Atoms, Genes, Ideas
I propose to ruminate briefly on the analogies between the three topics of my title. What do they have in common? The most obvious point is that they are each discrete isolable units that combine to form complexes with like units. Atoms combine with other atoms to produce molecules, which can then combine to form more complex physical structures. Genes combine with other genes to produce a genome, which produces an animal body. Ideas combine with other ideas to produce thoughts, which can combine to form theories and systems of thought. The units don’t blend, like paints on a palette; they retain their identity as discrete units while combining to form complex wholes. When the units are combined we don’t get something intermediate between the two, like a shade of color intermediate between two other shades, but a complex consisting of the original units in their original form. The units are devices of assembly, aggregation: this is why they tend to come in large packages, not individual units—chunks of matter, genomes, or minds. They exist in populations not in isolation.
Second, these entities form the basic subject matter of their proprietary science. Physics is about atoms, individually or in the form of macroscopic bodies; biology is about genes, as such or as they configure the body and behavior of animals; psychology is about ideas (concepts, mental representations), especially as they feature in mental processes. In each science we have a distinction between the basic entities and their “expression”: the properties of atoms are expressed in the behavior of matter; the properties of genes are expressed in animal bodies and behavior; the properties of ideas are expressed in thoughts, cognitive processes, and behavior. The underlying entities themselves are invisible, but they are expressed in observable phenomena. We thus have upward causation: the basic entities cause the higher-level phenomena, from which they are inferable.

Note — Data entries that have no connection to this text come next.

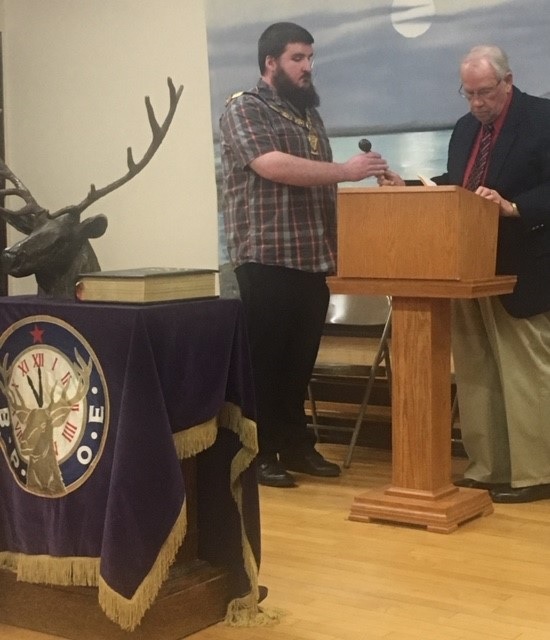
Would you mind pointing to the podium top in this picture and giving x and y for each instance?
(404, 189)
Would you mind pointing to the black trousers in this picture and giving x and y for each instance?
(285, 312)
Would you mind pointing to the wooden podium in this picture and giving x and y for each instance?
(423, 246)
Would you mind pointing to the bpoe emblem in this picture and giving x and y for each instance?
(54, 405)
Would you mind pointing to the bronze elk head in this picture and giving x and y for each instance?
(57, 245)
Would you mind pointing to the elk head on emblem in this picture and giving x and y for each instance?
(57, 247)
(48, 410)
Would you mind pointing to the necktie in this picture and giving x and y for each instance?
(478, 170)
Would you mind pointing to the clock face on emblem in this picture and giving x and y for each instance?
(54, 407)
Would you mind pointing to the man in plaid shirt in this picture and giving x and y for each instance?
(279, 191)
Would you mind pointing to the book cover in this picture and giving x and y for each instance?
(147, 284)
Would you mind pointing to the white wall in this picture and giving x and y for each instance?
(75, 76)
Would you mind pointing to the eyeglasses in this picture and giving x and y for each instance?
(482, 94)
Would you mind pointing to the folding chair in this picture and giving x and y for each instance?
(368, 316)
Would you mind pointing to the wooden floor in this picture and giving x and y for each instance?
(342, 580)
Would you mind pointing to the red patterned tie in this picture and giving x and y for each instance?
(478, 170)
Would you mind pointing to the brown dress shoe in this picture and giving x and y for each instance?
(521, 494)
(271, 473)
(470, 483)
(309, 461)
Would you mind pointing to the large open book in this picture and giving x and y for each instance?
(148, 284)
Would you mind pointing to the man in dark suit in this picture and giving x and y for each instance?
(501, 345)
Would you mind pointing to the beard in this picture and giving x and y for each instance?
(300, 97)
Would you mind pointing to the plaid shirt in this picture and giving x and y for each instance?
(270, 222)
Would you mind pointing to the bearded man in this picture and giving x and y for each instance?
(279, 202)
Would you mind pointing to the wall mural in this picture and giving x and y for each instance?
(386, 69)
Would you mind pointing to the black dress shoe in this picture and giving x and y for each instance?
(521, 494)
(310, 462)
(271, 473)
(470, 483)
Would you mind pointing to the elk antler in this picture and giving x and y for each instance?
(159, 131)
(23, 219)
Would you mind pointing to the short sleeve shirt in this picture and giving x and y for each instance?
(269, 222)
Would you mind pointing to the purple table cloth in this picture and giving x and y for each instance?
(98, 404)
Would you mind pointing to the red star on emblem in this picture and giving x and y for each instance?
(37, 334)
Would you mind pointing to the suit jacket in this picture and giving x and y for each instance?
(519, 169)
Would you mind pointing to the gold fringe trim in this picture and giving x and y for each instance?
(127, 613)
(191, 442)
(244, 611)
(43, 569)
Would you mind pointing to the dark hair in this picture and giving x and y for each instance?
(274, 39)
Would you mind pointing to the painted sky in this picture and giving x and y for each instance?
(382, 65)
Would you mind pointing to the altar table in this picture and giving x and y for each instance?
(99, 403)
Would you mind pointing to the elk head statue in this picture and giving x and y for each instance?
(57, 247)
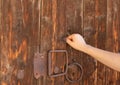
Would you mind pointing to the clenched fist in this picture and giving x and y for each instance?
(76, 41)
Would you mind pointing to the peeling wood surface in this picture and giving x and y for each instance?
(29, 26)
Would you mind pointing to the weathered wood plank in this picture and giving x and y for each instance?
(100, 25)
(112, 36)
(46, 30)
(52, 31)
(90, 37)
(16, 55)
(74, 24)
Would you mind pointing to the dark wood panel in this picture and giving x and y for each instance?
(90, 37)
(100, 25)
(28, 26)
(112, 36)
(74, 24)
(16, 53)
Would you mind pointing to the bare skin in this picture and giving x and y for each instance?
(109, 59)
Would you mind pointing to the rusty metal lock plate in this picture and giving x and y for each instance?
(39, 65)
(20, 74)
(56, 69)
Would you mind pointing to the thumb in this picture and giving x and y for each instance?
(69, 41)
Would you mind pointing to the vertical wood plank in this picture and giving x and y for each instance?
(74, 24)
(100, 25)
(112, 36)
(52, 32)
(16, 53)
(90, 37)
(118, 25)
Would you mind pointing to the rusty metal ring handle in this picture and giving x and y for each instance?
(80, 67)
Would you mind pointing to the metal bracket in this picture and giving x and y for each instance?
(39, 65)
(56, 74)
(70, 79)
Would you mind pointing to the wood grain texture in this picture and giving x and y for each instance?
(28, 26)
(112, 36)
(100, 25)
(90, 37)
(74, 20)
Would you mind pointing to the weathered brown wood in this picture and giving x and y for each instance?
(28, 26)
(100, 25)
(90, 37)
(16, 53)
(74, 24)
(112, 36)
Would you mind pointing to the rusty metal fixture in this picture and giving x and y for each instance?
(39, 65)
(70, 78)
(20, 74)
(56, 69)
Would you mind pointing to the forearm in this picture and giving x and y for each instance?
(110, 59)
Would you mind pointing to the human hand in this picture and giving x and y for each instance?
(76, 41)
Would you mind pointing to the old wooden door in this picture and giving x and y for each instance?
(31, 26)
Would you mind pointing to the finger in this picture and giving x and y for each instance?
(69, 41)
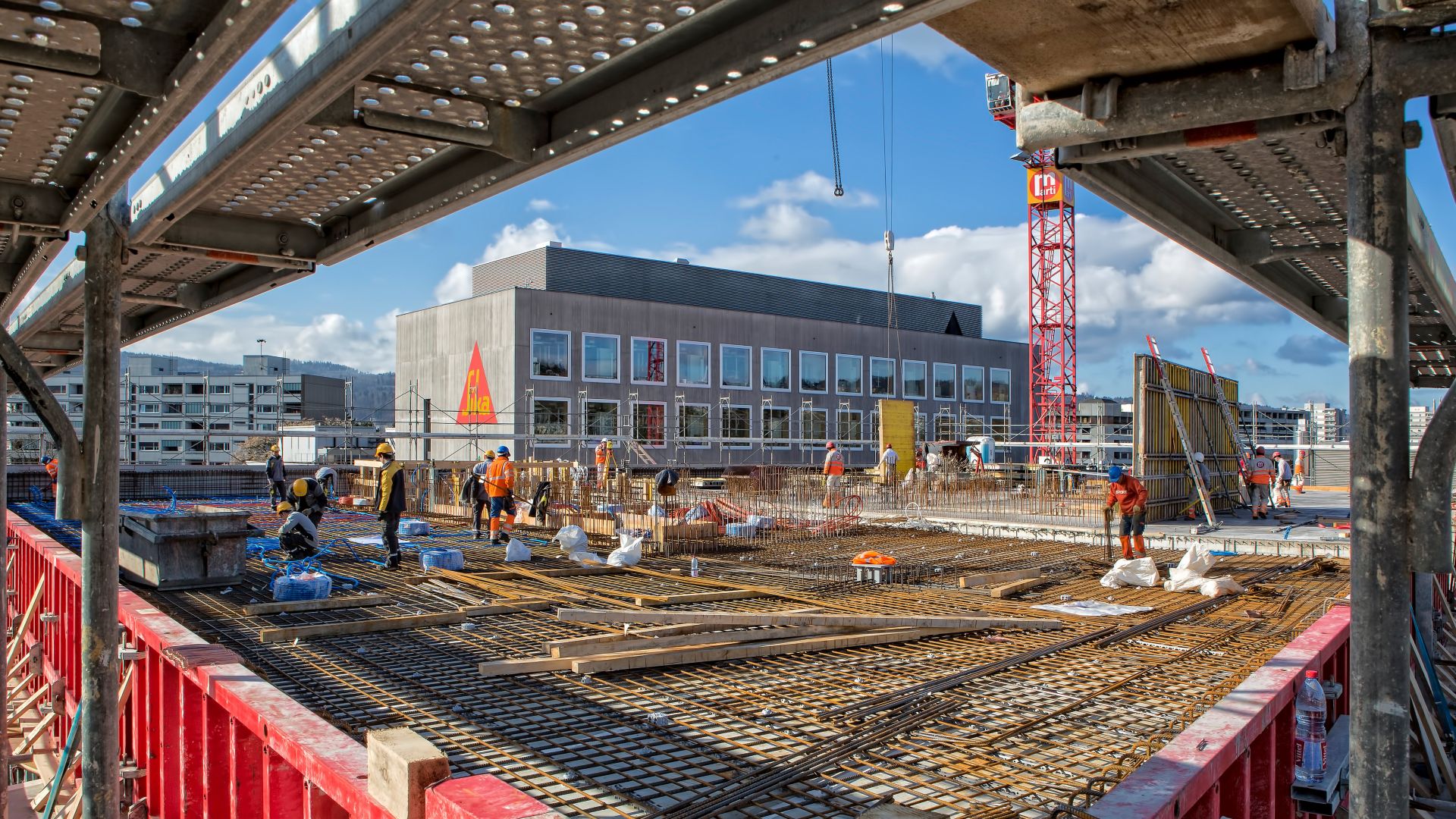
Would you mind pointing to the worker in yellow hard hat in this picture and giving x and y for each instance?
(309, 497)
(389, 502)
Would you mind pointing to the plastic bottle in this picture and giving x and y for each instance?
(1310, 732)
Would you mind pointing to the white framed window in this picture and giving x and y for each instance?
(813, 372)
(973, 384)
(551, 354)
(736, 422)
(650, 423)
(601, 419)
(849, 375)
(777, 428)
(734, 366)
(1001, 385)
(693, 359)
(551, 422)
(774, 368)
(648, 360)
(913, 379)
(944, 381)
(883, 378)
(849, 426)
(813, 428)
(601, 357)
(692, 426)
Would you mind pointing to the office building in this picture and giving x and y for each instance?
(689, 365)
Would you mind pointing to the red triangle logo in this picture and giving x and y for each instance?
(475, 400)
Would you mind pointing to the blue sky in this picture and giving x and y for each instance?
(746, 186)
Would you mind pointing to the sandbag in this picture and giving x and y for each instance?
(1141, 572)
(571, 538)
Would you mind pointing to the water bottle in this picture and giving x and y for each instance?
(1310, 732)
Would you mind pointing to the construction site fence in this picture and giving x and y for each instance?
(210, 738)
(1238, 758)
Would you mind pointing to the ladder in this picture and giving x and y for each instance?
(1183, 435)
(1241, 447)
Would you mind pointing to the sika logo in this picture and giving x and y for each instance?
(475, 401)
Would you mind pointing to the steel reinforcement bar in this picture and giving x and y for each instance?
(212, 738)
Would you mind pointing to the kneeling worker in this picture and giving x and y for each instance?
(297, 535)
(1130, 497)
(391, 502)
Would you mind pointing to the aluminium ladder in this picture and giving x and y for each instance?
(1183, 435)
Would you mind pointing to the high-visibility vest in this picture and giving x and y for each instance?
(833, 463)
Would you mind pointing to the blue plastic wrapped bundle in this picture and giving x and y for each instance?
(441, 558)
(303, 586)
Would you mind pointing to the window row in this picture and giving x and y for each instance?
(647, 365)
(552, 425)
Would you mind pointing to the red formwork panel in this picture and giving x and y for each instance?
(215, 741)
(1238, 758)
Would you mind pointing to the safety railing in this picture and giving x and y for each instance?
(1238, 758)
(213, 739)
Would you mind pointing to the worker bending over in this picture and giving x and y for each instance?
(389, 502)
(833, 474)
(308, 496)
(500, 487)
(277, 475)
(1130, 497)
(1260, 477)
(299, 535)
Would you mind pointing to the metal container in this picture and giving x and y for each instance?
(184, 550)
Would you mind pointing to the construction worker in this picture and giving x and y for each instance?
(603, 457)
(1283, 477)
(1260, 475)
(277, 475)
(1193, 487)
(389, 502)
(500, 485)
(833, 474)
(299, 535)
(1130, 497)
(473, 494)
(308, 496)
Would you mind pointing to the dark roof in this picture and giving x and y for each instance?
(590, 273)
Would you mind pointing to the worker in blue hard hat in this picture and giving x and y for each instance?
(1128, 496)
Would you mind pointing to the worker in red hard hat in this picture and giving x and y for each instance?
(833, 474)
(1260, 475)
(1130, 497)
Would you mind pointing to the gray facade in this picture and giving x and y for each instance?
(565, 369)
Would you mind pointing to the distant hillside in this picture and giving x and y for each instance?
(373, 392)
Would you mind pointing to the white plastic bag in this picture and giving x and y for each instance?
(1141, 572)
(517, 551)
(571, 538)
(628, 554)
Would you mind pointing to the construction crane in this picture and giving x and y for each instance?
(1052, 289)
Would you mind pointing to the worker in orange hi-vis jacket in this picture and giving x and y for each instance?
(1128, 496)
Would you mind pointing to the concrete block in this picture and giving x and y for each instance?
(400, 765)
(482, 796)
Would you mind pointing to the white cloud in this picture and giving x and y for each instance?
(228, 334)
(808, 187)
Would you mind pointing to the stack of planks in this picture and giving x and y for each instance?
(701, 637)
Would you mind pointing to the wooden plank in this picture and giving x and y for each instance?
(289, 607)
(1017, 588)
(764, 649)
(968, 623)
(989, 579)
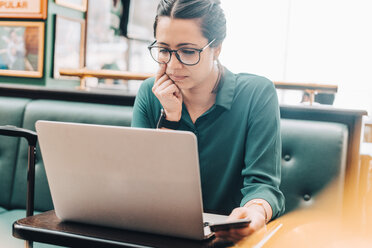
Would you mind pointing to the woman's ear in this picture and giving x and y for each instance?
(217, 51)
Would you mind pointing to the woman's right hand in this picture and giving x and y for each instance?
(168, 94)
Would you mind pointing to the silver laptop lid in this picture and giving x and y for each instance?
(138, 179)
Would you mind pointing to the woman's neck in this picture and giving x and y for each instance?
(202, 96)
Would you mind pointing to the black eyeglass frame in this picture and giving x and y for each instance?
(176, 53)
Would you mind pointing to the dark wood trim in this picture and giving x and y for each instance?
(40, 92)
(47, 228)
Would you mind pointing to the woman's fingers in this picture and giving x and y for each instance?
(161, 71)
(163, 85)
(160, 81)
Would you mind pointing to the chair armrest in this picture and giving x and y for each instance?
(8, 130)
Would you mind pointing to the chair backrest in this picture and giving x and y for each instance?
(313, 157)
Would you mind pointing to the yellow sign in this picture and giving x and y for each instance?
(20, 6)
(23, 9)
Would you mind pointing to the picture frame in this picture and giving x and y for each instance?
(69, 44)
(80, 5)
(141, 26)
(21, 49)
(25, 9)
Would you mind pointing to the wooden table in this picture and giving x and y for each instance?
(47, 228)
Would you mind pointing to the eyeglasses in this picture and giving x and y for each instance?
(187, 56)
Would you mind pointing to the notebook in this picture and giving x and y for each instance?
(131, 178)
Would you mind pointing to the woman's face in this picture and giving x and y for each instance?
(186, 33)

Third, these entities were substantial discoveries, not given at the outset. They have the character of hypotheses, however well established, not a priori certainties. Even in the case of the mind, it was not obvious from the start that the mind is made up of discrete units—the atoms of thought. Consciousness seems like a fluid stream-like thing, but upon analysis it turns out to have a granular structure—as language also does. There are simple ideas and complex ideas, ideas of different logical types, combinations and re-combinations of ideas. Concepts are point-like elements in a web, but a web that is constantly updated; they are made to interact and join together. This was not evident to casual inspection, either introspective or perceptual. Nor were atoms and genes self-evident constituents of reality; on the contrary, they were major discoveries, revolutions in thought. Revealing the fine structure of atoms and genes took serious work (we have yet to do this for ideas).
Fourth, despite the theoretical centrality of atoms, genes, and ideas, the question of the origin of these entities is highly non-trivial, indeed deeply problematic. This is obvious for ideas, since we have little understanding of how the mind arose during the course of evolution—ideas no doubt emerged, but how? In the case of genes the problem is how self-replicating entities arose from mere chemistry—how did DNA come to exist? Genes are a cosmic novelty, not prefigured in the prior state of the material world; hence the origin of life is a mystery. Even in the case of atoms their origin is obscure: evidently they came to exist during the first few seconds following the big bang, preceded by a much hotter undifferentiated plasma in which the particles had not yet formed. Aside from the issue of the process by which this happened, there is the problem of how the superhot plasma came to exist—the cradle of particulate matter as we know it. Were there atoms before the big bang or did atoms originate with it? Whence the plasma itself? The very beginnings of the physical universe are shrouded in mystery. So in each case we know what the entities are that we are dealing with, at least superficially, but we are baffled as to how they came to exist: we don’t know what caused atoms, genes, and ideas. These are all difficult origin problems. Our best science thus invokes entities whose birth is mysterious.
There seems to be a pattern here at a very abstract level—a formal structure with three different instances. The instances belong at quite different levels, from the basic physical level to the biological level to the psychological level. It does not appear that reality must be this way: it could have been more continuous, more a matter of blending, less punctate. But nature as we find it seems to prefer the discrete and aggregated.  Its mathematics is digital not analogue. Matter could have been continuous, heredity could have worked by blending, and the mind could have been an amorphous field: but in fact all three consist of discontinuous units rigged up into conglomerations. Nature is arranged like individuals and societies, people and populations. It is not arranged like the color spectrum or musical tones. We might call this “the law of discrete organization” and postulate that the universe has a tendency to produce discrete organizations—as it has a tendency to entropy. It likes to make well-defined units that coexist and join with other well-defined units, not formless clouds or fuzzy borders. Everything is an island, linked to other islands, not a massive commingling and bleeding in. This holds at the level of physics, biology, and psychology.